August 1, 201411 yr I put the engine in Uno and didn't tighten the crank bolt to torque. Though it runs, I know this is just waiting to fall off at an inopportune moment. Does anyone have a clever way to stop the crank from moving while torquing this? I know I can put it into gear but it still has some play. I guess I am interested in something like the Subaru wheel stopper tool that holds the flywheel solid. Thought to build one myself actually because I hate to buy one time use tools like that. Any ideas to stop the flywheel while tightening the crank bolt? Should I also add some thread locker or will that make future removal too had? Edited August 1, 201411 yr by MR_Loyale
August 1, 201411 yr I've been wondering about this one myself, while waiting for my replacement crank pulley to arrive. Can you put a screw driver or of the like in flywheel through one of the holes? Or can one use a old/slightly used belt to wrap around the pulley clamp some vice grips on to hold it solid? This is one idea that been bouncing around in my head, so I don't know for sure how effective it will be.

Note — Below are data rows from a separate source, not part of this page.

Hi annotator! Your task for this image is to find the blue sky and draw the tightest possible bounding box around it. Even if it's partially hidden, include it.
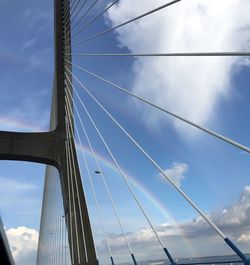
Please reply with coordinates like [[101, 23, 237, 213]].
[[0, 0, 250, 264]]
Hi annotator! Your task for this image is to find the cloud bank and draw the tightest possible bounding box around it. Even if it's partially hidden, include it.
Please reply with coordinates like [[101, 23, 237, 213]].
[[161, 162, 188, 188], [6, 226, 38, 265], [99, 186, 250, 260], [108, 0, 250, 134]]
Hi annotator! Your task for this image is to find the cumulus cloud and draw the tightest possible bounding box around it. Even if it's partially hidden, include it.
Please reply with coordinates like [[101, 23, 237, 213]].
[[161, 162, 188, 187], [108, 0, 250, 135], [6, 226, 38, 265], [96, 186, 250, 259]]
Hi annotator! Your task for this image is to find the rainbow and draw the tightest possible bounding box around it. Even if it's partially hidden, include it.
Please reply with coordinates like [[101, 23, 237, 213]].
[[76, 143, 197, 257]]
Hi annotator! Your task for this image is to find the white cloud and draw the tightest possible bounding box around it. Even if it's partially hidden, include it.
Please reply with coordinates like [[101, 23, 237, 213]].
[[161, 162, 188, 187], [6, 226, 38, 265], [99, 186, 250, 259], [108, 0, 250, 136]]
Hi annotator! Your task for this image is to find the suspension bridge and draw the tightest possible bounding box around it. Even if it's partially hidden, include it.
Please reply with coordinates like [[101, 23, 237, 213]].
[[0, 0, 250, 265]]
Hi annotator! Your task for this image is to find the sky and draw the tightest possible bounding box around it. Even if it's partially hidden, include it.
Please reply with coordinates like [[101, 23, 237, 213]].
[[0, 0, 250, 265]]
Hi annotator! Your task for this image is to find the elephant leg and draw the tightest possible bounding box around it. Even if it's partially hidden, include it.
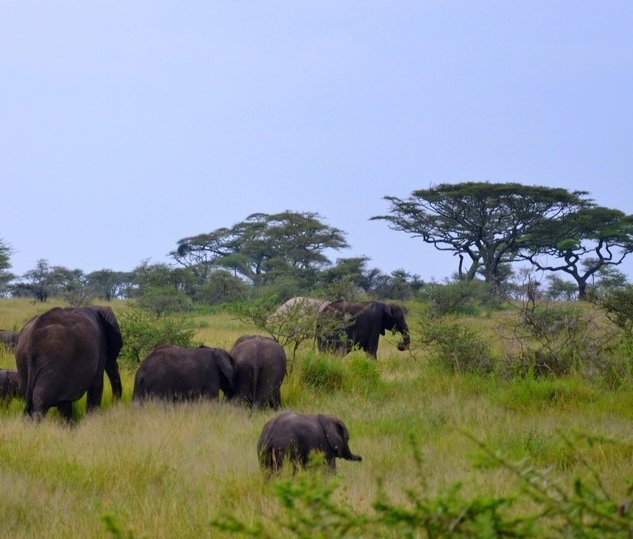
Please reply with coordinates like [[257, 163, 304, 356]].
[[86, 375, 103, 412], [270, 387, 281, 410], [57, 401, 73, 423]]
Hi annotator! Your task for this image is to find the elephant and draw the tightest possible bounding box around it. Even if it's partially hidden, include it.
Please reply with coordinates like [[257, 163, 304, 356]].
[[15, 306, 123, 421], [229, 335, 286, 408], [0, 369, 22, 402], [257, 412, 363, 472], [317, 301, 410, 358], [132, 345, 236, 402], [0, 329, 20, 350]]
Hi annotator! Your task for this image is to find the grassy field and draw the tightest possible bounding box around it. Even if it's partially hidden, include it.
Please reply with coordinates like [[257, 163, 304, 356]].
[[0, 299, 633, 539]]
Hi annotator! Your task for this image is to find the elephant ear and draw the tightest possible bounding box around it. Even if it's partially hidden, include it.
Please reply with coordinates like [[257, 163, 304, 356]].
[[91, 306, 123, 361], [317, 414, 345, 457], [380, 303, 394, 335], [215, 350, 236, 389]]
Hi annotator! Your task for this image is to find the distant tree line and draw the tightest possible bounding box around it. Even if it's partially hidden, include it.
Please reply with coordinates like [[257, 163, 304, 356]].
[[0, 182, 633, 306]]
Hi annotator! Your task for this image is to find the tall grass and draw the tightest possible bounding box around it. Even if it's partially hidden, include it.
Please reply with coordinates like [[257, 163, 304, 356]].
[[0, 299, 633, 539]]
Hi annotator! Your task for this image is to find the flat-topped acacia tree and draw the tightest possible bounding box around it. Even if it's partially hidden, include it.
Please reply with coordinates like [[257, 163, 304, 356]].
[[371, 182, 593, 284]]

August 1, 201411 yr Author I've been wondering about this one myself, while waiting for my replacement crank pulley to arrive. Can you put a screw driver or of the like in flywheel through one of the holes? Or can one use a old/slightly used belt to wrap around the pulley clamp some vice grips on to hold it solid? This is one idea that been bouncing around in my head, so I don't know for sure how effective it will be. Yeah I thought about the screwdriver in the flywheel hole but I think it would mar the bell housing. I think it would work if you don't mind a divet in the bell housing.
August 1, 201411 yr Honestly, I've never had problems reaching 100+ ft/lbs by just putting the car in 5th gear with the parking brake set firmly.. EA or EJ. I think the pulley on my wrx is close to 140ftlbs.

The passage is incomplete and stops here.